Yance Ford’s “Power” is considerably more ambitious than “How to Rob a Bank,” offering an essay on the history of law enforcement in the United States, which Ford links explicitly, persuasively, and repetitively to oppression. Three foundational needs of early law enforcement, after all, were the regulation of lands stolen from Native Americans, slave patrols, and the police bodies formed to bust-up strikes during robber barons’ grabs for power. Ford links these origin stories with modern oppression, from the killing of Black citizens to the violent busting up of protests.

For the politically engaged, Ford’s argument isn’t going to be new: the police are virtually unregulated and radically over-funded, gobbling up resources that could be used to prevent crime via vaster equalization between races and classes. They are but one part of the military industrial complex that illustrates our country’s crippling addiction to violence as one-size-fits-all solution — mostly for privileged white people.

One can be sympathetic to these points and still find “Power” to be a scattershot TED Talk in cinematic clothing. Ford springs a few brutally effective cinematic flourishes, such as the wicked juxtaposition of the visuals of a promotional video for police with the audio of a person being hurt during an arrest, but much of the film is composed of stock footage and talking heads that quickly grow monotonous. Ford only interviews people who support the project’s thesis, and I craved counterpoint for, at the very least, dramatic value. If you are going to argue for the defunding of the police, shouldn’t we hear from police? Shouldn’t we hear from people who, rightly or wrongly, feel comforted by endless promises of more law enforcement?

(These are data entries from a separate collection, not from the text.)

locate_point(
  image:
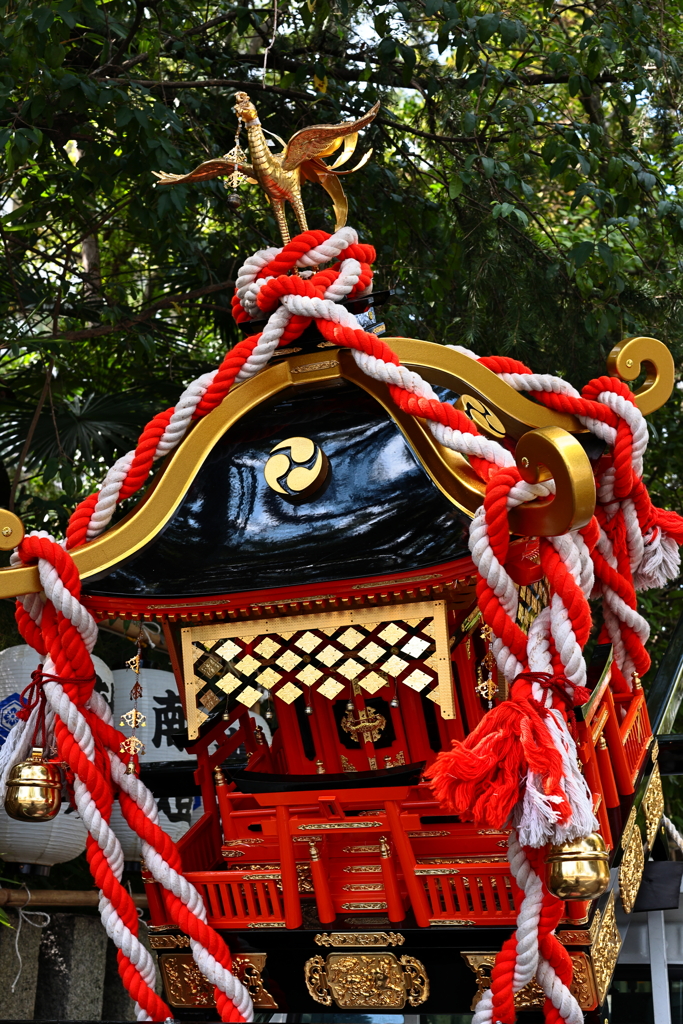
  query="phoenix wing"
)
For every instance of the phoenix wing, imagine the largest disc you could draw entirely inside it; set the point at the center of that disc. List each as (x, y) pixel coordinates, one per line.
(209, 169)
(314, 170)
(322, 139)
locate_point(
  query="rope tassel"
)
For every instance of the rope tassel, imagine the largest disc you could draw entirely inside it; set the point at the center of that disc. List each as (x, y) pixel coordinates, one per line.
(509, 758)
(519, 765)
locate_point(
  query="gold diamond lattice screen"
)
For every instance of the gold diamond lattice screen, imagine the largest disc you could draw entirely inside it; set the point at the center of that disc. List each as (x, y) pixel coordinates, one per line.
(408, 645)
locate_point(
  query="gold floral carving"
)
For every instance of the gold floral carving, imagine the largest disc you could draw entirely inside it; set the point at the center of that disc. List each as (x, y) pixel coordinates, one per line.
(605, 950)
(633, 862)
(249, 968)
(304, 880)
(364, 906)
(169, 941)
(436, 870)
(337, 939)
(341, 824)
(531, 995)
(363, 887)
(653, 805)
(367, 981)
(451, 922)
(185, 987)
(583, 937)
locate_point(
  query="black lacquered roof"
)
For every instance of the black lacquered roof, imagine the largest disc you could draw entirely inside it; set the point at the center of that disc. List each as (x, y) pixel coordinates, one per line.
(378, 513)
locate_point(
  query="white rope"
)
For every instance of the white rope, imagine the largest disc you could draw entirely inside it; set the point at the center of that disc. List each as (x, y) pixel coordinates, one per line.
(27, 915)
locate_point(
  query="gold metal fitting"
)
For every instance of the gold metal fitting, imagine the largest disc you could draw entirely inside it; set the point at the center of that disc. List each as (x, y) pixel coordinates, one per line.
(579, 869)
(11, 530)
(34, 788)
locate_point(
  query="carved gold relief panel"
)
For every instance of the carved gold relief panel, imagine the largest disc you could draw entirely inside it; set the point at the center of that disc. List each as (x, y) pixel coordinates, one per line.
(367, 981)
(185, 987)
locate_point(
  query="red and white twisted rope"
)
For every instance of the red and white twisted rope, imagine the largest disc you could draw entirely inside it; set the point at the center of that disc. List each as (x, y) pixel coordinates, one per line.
(543, 814)
(88, 742)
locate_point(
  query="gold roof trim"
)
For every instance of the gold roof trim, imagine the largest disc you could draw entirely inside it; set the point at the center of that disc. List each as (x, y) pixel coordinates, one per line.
(547, 443)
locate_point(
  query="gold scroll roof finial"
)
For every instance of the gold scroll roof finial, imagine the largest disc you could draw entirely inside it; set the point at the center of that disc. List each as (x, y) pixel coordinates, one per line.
(281, 175)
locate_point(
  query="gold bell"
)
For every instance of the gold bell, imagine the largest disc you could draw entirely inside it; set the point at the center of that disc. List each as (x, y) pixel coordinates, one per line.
(579, 869)
(34, 788)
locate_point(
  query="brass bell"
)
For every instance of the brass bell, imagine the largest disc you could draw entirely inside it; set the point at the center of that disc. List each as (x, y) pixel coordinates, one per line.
(34, 788)
(579, 869)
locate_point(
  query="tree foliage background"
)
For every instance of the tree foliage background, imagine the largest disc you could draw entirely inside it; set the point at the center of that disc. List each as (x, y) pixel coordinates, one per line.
(525, 197)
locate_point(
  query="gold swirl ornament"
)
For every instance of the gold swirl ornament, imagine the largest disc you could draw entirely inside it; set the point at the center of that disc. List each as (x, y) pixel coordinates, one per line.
(297, 467)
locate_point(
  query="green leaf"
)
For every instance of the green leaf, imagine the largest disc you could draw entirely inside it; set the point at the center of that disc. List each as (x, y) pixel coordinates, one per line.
(455, 186)
(581, 253)
(44, 17)
(387, 49)
(487, 26)
(469, 123)
(409, 55)
(488, 166)
(606, 255)
(54, 54)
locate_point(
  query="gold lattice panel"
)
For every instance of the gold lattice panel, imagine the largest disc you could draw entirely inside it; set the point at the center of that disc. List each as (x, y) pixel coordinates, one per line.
(319, 653)
(532, 599)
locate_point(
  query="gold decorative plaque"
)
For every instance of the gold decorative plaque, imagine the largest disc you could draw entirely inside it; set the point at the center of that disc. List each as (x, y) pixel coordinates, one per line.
(653, 805)
(185, 987)
(338, 939)
(633, 862)
(531, 996)
(605, 950)
(297, 467)
(583, 937)
(169, 941)
(367, 981)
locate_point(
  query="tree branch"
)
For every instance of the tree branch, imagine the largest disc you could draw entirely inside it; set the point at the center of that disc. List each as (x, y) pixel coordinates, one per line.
(127, 323)
(29, 437)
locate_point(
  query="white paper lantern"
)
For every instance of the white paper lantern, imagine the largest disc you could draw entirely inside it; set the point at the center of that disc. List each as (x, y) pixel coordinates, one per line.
(44, 843)
(16, 666)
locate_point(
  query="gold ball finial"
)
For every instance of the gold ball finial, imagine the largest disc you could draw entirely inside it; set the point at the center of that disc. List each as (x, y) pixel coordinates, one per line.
(11, 529)
(579, 869)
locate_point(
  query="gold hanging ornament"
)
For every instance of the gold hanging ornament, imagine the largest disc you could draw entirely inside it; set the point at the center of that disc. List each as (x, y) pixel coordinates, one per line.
(34, 788)
(133, 718)
(238, 157)
(486, 686)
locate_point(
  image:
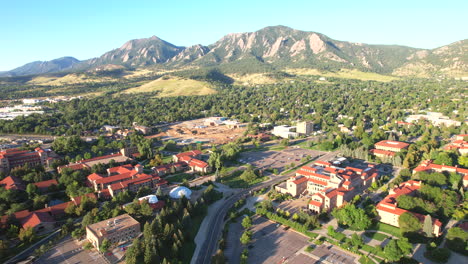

Most of the people interviewed are intellectuals with published books and teaching posts who tow familiar lines of the progressive establishment. One surmises that they have more time and resources than many to commit to pondering theory. How about folks on the front lines? We get one late in the film, an Indian man who recalls being harassed by that disastrous stop-and-frisk policy as a boy. But “Power” could use more such voices.

A subplot with a Black middle-aged police officer in Minneapolis jolts “Power” to life. He is torn between racial and professional identities, thusly complicating the film’s sermon with an acknowledgement of the ambiguities of life outside the realms of sociopolitical conjecture. This police officer suggests a personal entryway into this material, but Ford mostly favors broadsword preaching over potentially subtler and more intimate threads.

The implication is that Ford values the mission, and that reform is too important to waste time with art or the inconveniences of life outside of the office or classroom. But art is what lingers in the imagination and fertilizes empathy. The people who embrace “Power” will be familiar with every talking point that it broaches, and they will probably congratulate themselves for their due diligence before forgetting the movie. And one can’t help but suspect that those who need to see “Power” won’t anyway.

“How to Rob a Bank” and “Power” are both streaming on Netflix.